December 18, 2009
(Jeremiah 23:5-8; Matthew 1:18-25)
In the Museum of Fine Arts in Boston hangs an illustrative painting of the holy family in Egypt. Mary holds Jesus in her arms with a sphinx as protection from the wind while Joseph reclines at a distance keeping guard over his precious charges. This picture may be contrasted with a popular, contemporary sculpture of the holy family with Mary holding Jesus snuggled in the arms of Joseph. The museum painting intimates the perpetual virginity of Mary while the contemporary statue suggests sexual intimacy.
Today’s gospel saying, “He (Joseph) had no relations with her (Mary) until she bore a son...” seems to imply that after Jesus’ birth Joseph and Mary had normal marital relations.
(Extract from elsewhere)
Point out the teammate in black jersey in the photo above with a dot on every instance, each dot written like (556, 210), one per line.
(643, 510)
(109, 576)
However, John Meier, one of today’s foremost gospel scholars, comments that the word for until in Hebrew and Greek “need not mean that there was a change in the situation after Jesus’ birth.”
The issue is important although, perhaps, not critical. We find it in the First Letter to the Corinthians where Paul writes, “It is a good for a man not to touch a woman” so that he or she (certainly the same holds for a woman) might dedicate himself or herself completely to the Lord. We certainly think of Mary as so dedicated. Of course, the elevation of virginity does not disparage marriage. Indeed, some married people live far holier lives than virgins who think of little else than having sexual relations or, for that matter, the unmarried who prefer to remain single out of self-serving independence.